Lipton y Kwiatkowski, investigadores de la Columbia University han logrado un gran avance hacia la inteligencia artificial creando un robot capaz de tener conciencia.

 

Considero muy difícil calcular la distancia mínima para observarnos como si fuéramos otro. Lo dijo Dennett, filósofo estadounidense: «Somos unos usuarios atrapados en la ilusión del cerebro, órgano de reacciones electroquímicas para procesar datos». 

Por ello, envidio a un robot capaz de tener conciencia objetiva de él, de saberse robot; lo aprendió desde el minuto cero de su construcción, también de las dificultades de sus futuros trabajos, su destino, incluso de repararse los daños en su naturaleza metálica-electrónica.
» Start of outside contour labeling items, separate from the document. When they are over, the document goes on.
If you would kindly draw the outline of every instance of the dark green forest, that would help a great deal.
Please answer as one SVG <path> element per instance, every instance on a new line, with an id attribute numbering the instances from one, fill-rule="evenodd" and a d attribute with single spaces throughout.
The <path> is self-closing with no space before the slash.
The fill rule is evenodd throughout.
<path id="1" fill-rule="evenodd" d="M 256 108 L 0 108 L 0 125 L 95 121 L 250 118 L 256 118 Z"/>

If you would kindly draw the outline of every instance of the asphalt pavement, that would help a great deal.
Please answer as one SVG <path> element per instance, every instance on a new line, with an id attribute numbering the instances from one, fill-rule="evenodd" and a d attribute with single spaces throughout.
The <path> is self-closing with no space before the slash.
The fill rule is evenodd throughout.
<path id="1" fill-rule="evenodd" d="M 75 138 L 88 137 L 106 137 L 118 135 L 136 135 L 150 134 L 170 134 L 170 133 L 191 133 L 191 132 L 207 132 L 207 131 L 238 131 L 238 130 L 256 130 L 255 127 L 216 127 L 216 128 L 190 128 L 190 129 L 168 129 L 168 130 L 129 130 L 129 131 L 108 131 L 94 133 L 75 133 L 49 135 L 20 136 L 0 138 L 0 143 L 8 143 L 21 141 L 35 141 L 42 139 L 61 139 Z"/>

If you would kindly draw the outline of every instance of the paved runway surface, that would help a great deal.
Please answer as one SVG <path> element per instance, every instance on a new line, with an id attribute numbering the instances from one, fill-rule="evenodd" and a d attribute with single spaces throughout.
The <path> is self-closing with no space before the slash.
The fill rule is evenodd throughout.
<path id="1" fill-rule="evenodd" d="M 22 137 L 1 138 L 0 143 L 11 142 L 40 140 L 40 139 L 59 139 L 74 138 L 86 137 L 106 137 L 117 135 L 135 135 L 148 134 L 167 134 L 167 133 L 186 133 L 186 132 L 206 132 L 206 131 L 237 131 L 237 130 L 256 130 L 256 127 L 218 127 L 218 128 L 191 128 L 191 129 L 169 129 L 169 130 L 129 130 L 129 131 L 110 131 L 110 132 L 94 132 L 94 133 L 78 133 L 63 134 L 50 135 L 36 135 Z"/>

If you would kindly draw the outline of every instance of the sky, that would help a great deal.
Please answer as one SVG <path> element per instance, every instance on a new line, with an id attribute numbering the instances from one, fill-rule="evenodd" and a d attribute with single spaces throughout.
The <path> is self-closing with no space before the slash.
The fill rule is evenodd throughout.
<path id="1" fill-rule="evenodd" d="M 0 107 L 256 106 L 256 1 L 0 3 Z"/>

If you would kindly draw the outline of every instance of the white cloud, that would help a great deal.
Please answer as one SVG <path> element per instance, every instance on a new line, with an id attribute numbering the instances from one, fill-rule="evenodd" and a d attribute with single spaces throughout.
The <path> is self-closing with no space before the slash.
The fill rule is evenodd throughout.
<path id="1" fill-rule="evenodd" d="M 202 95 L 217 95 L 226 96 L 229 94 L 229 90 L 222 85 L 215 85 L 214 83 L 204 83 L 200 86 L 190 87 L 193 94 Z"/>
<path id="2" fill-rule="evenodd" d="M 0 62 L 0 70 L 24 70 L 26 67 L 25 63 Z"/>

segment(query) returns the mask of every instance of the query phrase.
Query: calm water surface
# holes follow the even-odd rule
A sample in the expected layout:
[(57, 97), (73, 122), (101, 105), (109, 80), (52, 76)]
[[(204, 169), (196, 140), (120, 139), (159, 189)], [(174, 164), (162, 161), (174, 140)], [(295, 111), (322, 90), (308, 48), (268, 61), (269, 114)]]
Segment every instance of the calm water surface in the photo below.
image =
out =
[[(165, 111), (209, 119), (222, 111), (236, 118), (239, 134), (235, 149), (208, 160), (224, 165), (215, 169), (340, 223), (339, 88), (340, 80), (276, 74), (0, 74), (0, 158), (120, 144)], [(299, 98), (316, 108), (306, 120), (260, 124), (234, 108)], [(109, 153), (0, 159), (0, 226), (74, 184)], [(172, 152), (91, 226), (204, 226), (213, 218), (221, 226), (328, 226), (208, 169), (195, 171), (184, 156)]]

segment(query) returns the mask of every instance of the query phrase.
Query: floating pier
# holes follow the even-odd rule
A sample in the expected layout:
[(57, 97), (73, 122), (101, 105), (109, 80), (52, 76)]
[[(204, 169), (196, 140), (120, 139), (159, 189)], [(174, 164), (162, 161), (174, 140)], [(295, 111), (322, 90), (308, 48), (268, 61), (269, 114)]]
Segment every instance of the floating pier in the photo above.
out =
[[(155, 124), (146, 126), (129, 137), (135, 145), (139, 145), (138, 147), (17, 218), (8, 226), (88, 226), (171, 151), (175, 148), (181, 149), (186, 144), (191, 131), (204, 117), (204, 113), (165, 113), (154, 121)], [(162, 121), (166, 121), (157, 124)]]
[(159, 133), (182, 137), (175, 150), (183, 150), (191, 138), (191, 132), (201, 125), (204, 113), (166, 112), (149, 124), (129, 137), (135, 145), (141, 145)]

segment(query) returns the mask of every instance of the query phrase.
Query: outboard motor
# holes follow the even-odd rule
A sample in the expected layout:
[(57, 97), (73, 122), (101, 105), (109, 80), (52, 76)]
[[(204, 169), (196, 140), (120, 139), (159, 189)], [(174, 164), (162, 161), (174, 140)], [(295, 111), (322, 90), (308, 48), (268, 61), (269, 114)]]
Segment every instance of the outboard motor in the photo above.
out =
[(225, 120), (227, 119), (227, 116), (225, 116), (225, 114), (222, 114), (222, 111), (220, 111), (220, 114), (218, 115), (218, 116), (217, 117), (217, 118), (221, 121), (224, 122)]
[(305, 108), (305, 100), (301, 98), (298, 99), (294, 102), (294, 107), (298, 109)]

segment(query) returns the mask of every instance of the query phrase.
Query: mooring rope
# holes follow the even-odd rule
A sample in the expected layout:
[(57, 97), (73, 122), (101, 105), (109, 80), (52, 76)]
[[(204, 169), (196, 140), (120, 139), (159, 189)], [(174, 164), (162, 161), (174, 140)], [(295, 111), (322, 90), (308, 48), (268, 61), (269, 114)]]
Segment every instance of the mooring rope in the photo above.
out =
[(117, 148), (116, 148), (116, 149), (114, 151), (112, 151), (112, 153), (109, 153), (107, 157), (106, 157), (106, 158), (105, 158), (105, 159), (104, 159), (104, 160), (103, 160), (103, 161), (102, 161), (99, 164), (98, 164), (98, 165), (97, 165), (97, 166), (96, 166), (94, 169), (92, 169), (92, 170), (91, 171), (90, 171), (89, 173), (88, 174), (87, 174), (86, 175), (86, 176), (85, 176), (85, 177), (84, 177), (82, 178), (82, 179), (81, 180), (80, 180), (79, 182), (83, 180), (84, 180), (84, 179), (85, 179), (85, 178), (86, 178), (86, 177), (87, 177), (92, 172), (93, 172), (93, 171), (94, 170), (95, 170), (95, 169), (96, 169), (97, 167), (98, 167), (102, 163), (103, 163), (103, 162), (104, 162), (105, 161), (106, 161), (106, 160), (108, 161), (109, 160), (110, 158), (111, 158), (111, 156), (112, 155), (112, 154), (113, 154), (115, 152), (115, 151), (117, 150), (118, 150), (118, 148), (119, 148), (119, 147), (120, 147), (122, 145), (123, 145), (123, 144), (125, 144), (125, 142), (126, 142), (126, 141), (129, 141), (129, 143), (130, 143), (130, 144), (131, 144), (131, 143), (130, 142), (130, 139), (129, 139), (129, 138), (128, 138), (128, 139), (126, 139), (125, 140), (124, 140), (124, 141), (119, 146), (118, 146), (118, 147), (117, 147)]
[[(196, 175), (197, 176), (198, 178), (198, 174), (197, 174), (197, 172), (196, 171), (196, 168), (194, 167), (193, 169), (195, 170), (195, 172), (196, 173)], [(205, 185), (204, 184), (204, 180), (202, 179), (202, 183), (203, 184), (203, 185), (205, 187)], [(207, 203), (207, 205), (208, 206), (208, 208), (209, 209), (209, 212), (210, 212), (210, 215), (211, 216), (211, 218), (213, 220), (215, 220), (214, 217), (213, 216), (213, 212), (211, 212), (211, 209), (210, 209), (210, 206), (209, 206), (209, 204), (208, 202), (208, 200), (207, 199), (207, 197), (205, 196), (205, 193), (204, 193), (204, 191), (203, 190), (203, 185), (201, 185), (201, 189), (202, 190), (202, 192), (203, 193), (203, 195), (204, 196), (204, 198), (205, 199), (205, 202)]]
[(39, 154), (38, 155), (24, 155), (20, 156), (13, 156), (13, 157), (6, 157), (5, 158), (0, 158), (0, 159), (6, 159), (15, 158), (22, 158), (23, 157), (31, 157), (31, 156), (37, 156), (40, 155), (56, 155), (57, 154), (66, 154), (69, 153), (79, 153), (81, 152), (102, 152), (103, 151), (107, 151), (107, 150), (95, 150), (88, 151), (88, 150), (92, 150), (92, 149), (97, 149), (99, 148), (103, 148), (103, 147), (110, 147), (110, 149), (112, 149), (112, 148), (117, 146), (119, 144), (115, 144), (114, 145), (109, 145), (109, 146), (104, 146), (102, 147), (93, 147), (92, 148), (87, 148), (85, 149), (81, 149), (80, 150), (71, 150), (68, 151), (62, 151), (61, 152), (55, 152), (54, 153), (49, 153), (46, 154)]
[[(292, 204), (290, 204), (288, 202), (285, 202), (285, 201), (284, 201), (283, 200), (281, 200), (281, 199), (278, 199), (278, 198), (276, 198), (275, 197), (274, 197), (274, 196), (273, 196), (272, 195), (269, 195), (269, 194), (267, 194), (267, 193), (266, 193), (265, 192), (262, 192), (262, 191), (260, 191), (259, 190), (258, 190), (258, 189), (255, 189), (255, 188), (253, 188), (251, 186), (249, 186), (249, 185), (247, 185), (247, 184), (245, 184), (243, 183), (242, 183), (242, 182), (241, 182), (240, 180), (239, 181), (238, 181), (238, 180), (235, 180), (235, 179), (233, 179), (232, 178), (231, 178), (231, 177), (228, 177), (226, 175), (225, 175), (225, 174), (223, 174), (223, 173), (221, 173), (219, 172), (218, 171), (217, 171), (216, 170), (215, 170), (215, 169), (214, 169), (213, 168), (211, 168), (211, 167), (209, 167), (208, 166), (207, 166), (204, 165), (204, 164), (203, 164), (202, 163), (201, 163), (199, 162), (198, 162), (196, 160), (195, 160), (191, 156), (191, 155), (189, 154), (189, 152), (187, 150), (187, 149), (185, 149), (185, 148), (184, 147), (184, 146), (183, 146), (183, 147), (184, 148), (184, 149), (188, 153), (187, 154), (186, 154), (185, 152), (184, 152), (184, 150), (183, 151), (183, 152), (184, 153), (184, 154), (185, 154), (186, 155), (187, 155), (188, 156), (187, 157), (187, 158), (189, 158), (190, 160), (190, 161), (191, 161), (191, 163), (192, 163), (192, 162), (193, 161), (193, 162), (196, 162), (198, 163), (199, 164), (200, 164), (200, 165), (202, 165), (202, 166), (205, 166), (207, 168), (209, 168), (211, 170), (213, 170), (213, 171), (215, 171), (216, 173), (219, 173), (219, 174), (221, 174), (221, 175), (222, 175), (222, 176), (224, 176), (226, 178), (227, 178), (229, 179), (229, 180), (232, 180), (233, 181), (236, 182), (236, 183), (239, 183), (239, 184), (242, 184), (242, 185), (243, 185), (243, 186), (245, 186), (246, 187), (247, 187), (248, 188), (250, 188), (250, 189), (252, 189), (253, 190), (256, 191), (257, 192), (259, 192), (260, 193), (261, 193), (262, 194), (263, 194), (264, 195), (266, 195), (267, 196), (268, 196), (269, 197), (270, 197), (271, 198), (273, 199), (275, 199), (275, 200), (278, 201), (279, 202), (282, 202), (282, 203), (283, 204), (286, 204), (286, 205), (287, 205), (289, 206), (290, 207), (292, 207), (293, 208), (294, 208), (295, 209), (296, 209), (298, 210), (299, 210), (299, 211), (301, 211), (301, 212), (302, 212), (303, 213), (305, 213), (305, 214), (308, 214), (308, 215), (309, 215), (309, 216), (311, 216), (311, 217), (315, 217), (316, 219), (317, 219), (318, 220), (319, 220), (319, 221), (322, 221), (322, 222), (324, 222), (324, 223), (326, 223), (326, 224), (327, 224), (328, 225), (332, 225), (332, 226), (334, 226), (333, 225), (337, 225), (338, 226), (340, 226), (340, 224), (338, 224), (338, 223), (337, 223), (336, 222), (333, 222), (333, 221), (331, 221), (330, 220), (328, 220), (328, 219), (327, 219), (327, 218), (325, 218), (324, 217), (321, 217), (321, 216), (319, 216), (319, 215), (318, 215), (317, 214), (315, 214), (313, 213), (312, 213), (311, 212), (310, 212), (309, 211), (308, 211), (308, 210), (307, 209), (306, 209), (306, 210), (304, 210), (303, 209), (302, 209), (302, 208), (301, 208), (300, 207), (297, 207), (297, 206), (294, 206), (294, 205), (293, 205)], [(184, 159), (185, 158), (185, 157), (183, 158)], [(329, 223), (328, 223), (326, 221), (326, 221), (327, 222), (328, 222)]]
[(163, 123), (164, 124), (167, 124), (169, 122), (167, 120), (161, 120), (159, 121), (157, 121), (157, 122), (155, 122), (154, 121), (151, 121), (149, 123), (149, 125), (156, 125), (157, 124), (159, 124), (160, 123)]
Unos investigadores de Columbia han logrado un gran avance hacia la inteligencia artificial, según publica la revista Science Robotics.

El dichoso robot, después de un corto período iniciático, crea una autosimulación para adaptarse a las diversas situaciones de su futura vida, o sea, el manejo de tareas y, de paso, prescindir de la seguridad social, algo muy a valorar en estos tiempos. 

Es para desanimar a cualquiera: toda su vida leyendo al considerar a la literatura como la fuente de agua pura para calmar la sed de conciencia, y aunque discrepemos con Pessoa: «La cultura me crea una falsa genealogía y una falsa conciencia: la certeza de haber nacido hace miles de años con el primer hombre, y de solo tener raíces en su historia». 

Algún día y a este ritmo, será necesario ampliar el legado de Descartes «Pienso luego existo», porque entre la numerosa plebe humana los robots serán seres distinguidos.

Si las máquinas superan el grado de conciencia, más comparado con sapiens convertidos en bestiajos sin control de sus impulsos y analfabetos plenos, constituirá un placer preguntarle: «Robot, ¿cómo me ves? ¿consideras correcta mi conducta, el progresivo aumento de conocimientos y mi adaptación a una sociedad diferente?».  

El mundo romano sentiría en estos tiempos históricos rabiosa envidia al poder prescindir de la caterva de esclavos, un fastidio para los ricos era verlos envejecer, inútil y costoso ganado. Una legión de robots hubiese sido el eterno futuro de Roma y divertida misión para el emperador de turno, sentado frente al Tíber, el mando a distancia, la lira dispuesta y tirándole los huesos de cerezas al perro de la amante.

Conste la certeza de permanecer en nuestros días esclavitudes, unas a las claras y otras cubiertas por capas de hipocresía. 

Lipson y Kwiatkowski, los padres de la criatura, del robot, creen desentrañar a través de la inteligencia artificial el viejo rompecabezas de la conciencia. «Los filósofos y científicos llevan siglos reflexionando sobre la autoconciencia pero poco progresan. Ocultamos nuestra ausencia de comprensión con subjetividades, pero los robots ahora nos obligan a tratar las vaguedades con algoritmos y mecanismos concretos». 

Dicho lo cual, preparen los gobiernos el cierre de las facultades de filosofía y reciclen al profesorado en las fábricas de robots o en policías antidisturbios por si se sublevan para manipular los controles electorales.

Menos mal la advertencia de los citados científicos: «Somos conscientes de las implicaciones éticas y de la posible pérdida de control. La poderosa tecnología debe manejarse con cuidado». 

Como el sistema compra lealtades, adormece conciencias, pacifica al mundo, tergiversa las encuestas del CIS y termina justificándolo todo, nuestra esperanza estará en los robots, provistos de un lema en sus factorías: «Pensamos en pensar».

Algún día sonarán a muerte las palabras de Kant: «Tengo un sentimiento siempre creciente de admiración y temor: al cielo estrellado y a la ley moral en mi conciencia».